Il apparaît donc que ces déficits de financement du commerce sont peut-être encore aggravés par un manque de familiarité des entreprises — particulièrement les plus petites — avec les nombreuses options existantes.

Dans leur grande majorité, les entreprises ont indiqué qu'elles gagneraient à être mieux informées sur le plan financier.

Ces résultats sont particulièrement frappants puisque l'Afrique et l'Asie en développement sont les deux régions du monde où le commerce a connu la croissance la plus rapide durant la dernière décennie.

Mais les nouveaux réseaux de production se développent plus rapidement que la capacité des secteurs financiers locaux à les soutenir.

Il en ressort que le développement insuffisant du secteur financier peut être un frein important au commerce.

Il risque d'empêcher les pays en développement de s'intégrer au système commercial et de pouvoir s'ouvrir de nouvelles perspectives commerciales.

Et il risque donc de les empêcher de se servir du commerce comme d'un puissant moyen de développement.

Il nous faut donc résoudre ce problème.

Les débats que nous tenons ici peuvent y contribuer. Nous devons travailler ensemble pour inciter à l'action dans ce domaine et mettre au point des solutions pratiques.

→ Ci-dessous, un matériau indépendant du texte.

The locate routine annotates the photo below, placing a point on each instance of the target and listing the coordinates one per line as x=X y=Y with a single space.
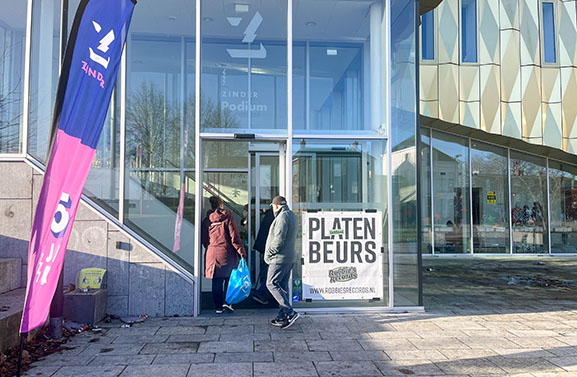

Bien sûr, il n'y a pas de formule magique. Le dossier est complexe. Mais cela ne doit pas nous arrêter.

Les programmes de facilitation du financement du commerce que j'ai déjà évoqués sont un exemple des mesures concrètes que nous pouvons prendre.

Mais ils ne comblent qu'une partie du déficit — et notre réponse doit donc être plus fondamentale.

En juillet prochain, la grande conférence de l'ONU sur le "financement du développement" se tiendra à Addis-Abeba. Je pense que nous devons faire en sorte que le financement du commerce y soit inscrit à l'ordre du jour.

Nous pourrons ainsi donner à cette question la place qu'elle mérite dans le débat sur le développement — en particulier à un moment où les Objectifs de l'ONU pour le développement durable, dont on ne saurait sous-estimer l'importance, sont en cours de finalisation.

À l'OMC, nous n'épargnons aucun effort pour aider les pays en développement à s'intégrer au système commercial mondial.

Notre travail d'assistance technique l'atteste.

Comme l'atteste aussi le paquet de Bali, que nous mettons en œuvre aujourd'hui.

Et comme le montrent les négociations en cours sur le programme de travail qui doit permettre de conclure le Cycle de Doha.

Mais l'efficacité de tout ce travail sera moindre si un accès adéquat au financement du commerce n'est pas assuré.

Je souhaite un franc succès à vos délibérations. Je suivrai de très près votre travail.

Redoublons d'efforts en vue de travailler ensemble et de résoudre ce problème.

Je vous remercie de votre attention.

26.03.2015
Le Directeur général, M. Roberto Azevêdo, a formulé des observations liminaires lors du séminaire sur le financement du commerce dans les pays en développement, le 26 mars 2015 à l’OMC.